Saturday, September 15, 2007

Personal Motto - official announcement of abeyance

Jahresbericht or Soup d’ Journal : REGARDING THE PERSONAL MOTTO

Maybe it’s a bad idea to have a personal motto. When it’s not a senseless burden, it gets me into trouble. I started with JURIS PRAECEPTA SUNT HAEC: HONESTE VIVERE,; ALTERUM NON LAEDERE; SUUM CUIQUE TRIBUERE (“The precepts of the law are these: to live honorably; to hurt nobody; to render everyone his due”). Of course, that never worked: my peers thought I thought I was better than they were. My superiors thought I was trying to hurt them by making them look bad. As for people subordinate to me, all of them seemed to think that I was trying to take away the nothing they had. Both of them savagely accused me of trying to render to them what they deserved.

So, I took as motto what became my shibboleth : SEEK TRUTH, BE LOVED, AND MAKE A LIVING. At least this motto was not in Latin, a language of arenal failures, and ancients who erst-whiled away their time burning libraries, and crucifying Zionists for which they blamed the Jews, triply victimizing their victims. Secondly, it contains a vector of direction from the tension of an expanding trinity, a sort of Hegelian dialogue, suggesting that in practical action (the artifice of “making” a living out of Doing and Being) can be found the common ground between the incompatible antipodes of Truth and Love.

But this has not worked either. A motto becomes a rut, a sewer, and not in a good way. The motto only reminds me of my flush, epidemic, broad, and abundant failures - my axle-broke cart dragged to the sunken shoulder. I am road killed, over-run by a million, count ‘em, Sport-Utility Vehicles. What I thought had utility has become someone else’s sport. My wheels are not merely broken, they do not fit any known chassis. I have not found truth. I have not glimpsed even a passing resemblance.

As for the second clause, it is harder to be Loved than I ever imagined. It feels like an un-natural act. It may even be that “crime against Nature” which is so often discussed in the literature of pricks. It is clear to me, it is often spelled out and spoon-fed to me, that I am not loved outside my immediate family members, a dwindling group which is calling in help as we speak . Most people have never even “liked” me – we are hardly in the swill ball-park of Love. The mutuality of open hostility appears to be growing. Large parts of me seem to have joined the “other” side of this issue.

As for my livelihood, it has never risen to the level of being a “livelihood”. There is no “there” there. I struggle for existence, overwhelmed by the details of survival. Just the other day I was accosted by a man who owes me money for services I performed at his request – and he wanted to know when I would pay him. Whatever I seem to have made, is not a “living”.
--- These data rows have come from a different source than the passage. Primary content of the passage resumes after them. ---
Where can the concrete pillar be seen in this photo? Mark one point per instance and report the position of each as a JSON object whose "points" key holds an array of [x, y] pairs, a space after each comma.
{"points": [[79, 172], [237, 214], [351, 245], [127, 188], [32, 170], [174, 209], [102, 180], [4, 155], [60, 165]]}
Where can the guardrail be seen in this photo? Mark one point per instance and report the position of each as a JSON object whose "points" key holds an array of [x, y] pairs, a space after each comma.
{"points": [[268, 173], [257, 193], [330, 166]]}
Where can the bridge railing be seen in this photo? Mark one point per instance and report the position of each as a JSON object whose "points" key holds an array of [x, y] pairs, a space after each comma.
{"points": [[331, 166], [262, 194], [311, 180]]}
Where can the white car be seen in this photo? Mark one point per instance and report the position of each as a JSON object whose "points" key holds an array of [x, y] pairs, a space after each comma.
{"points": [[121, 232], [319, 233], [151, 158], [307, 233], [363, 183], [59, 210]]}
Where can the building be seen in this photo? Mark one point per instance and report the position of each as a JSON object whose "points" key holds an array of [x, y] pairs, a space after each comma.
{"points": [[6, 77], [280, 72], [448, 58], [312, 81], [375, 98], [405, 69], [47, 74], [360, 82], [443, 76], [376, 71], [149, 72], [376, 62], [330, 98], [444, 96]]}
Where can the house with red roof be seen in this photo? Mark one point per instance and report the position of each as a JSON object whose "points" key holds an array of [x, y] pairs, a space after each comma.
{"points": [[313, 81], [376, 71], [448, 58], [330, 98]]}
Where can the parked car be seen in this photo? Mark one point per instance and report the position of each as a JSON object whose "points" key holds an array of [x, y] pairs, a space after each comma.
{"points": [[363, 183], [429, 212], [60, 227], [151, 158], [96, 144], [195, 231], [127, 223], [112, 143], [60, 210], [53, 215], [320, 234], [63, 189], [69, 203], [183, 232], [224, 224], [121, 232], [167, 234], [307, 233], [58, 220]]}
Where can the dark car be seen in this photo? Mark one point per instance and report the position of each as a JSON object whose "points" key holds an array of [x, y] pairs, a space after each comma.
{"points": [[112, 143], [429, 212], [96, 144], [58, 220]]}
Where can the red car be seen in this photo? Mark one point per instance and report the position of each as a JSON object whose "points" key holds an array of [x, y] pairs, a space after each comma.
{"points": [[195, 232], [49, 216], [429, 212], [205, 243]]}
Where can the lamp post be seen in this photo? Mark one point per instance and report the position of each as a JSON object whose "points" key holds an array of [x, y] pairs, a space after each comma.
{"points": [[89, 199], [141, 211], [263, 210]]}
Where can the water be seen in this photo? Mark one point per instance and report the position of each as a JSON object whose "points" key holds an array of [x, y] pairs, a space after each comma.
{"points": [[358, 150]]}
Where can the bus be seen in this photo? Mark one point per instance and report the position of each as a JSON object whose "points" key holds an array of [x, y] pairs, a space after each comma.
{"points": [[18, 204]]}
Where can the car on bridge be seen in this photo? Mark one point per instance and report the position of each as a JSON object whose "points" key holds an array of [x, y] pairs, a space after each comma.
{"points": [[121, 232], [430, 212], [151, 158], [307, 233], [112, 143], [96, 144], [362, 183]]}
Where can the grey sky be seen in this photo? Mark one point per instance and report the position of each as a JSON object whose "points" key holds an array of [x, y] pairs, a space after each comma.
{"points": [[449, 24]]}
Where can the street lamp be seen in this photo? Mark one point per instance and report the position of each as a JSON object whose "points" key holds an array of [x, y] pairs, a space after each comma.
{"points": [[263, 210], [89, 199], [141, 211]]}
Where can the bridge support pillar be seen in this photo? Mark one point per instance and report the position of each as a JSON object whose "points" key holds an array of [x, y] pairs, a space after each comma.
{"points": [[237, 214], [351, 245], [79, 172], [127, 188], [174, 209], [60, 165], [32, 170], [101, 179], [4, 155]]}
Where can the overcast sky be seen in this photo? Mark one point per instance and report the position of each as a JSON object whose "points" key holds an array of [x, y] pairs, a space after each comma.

It does not appear productive to pretend to a motto more painful than aspirational. So, I am looking for a new motto, something more appropriate to a man of my station: A terminal station at the end of a parallel line of rust in a jungle of desert at the bottom of a dry sea. A slogan suitable to someone who has been handed the remote which controls no known appliance.

I am thinking of “To sow the sea, reap the tears, and fake a dying”. This ought to give pauze to myself as I plunge into the rigors of remorse, remonstration, and regret. It may also give bone to that jaw of steps, a run of landings in that “hindsight” of the brain – its espirit d’escalier – which can see patterns of Guilt emerge from the shadows of the past, and which is really the only window in my log-cabin.

Or perhaps the cheery bon-mot “Memento Mori”, for those of us who love life, but not particularly this life. Unfortunately, I do not think there is any other “life” – after, or extra-terrestial, or otherwise – so perhaps this adversion to death, as if it has consequences, is too hopeful.

Well, I have not found a suitable replacement. And having lived so long with the “tape” of a motto, replaying the worm so to speak, with the having of a motto, I will try to find one before I jettison my old one. But you should know, for the record, or for the DVD in the sky, that my old motto – Seek Truth, Be Loved, and Make a Living – is no longer, if it ever was, invoked.

Under the circumstances, no decent burial arrangements are being made. We cannot afford the fuel for a pyre. We were thinking of exposing it to the sky and letting eagles tear out its liver every day. Eagles eat fish and this one is fishy enough.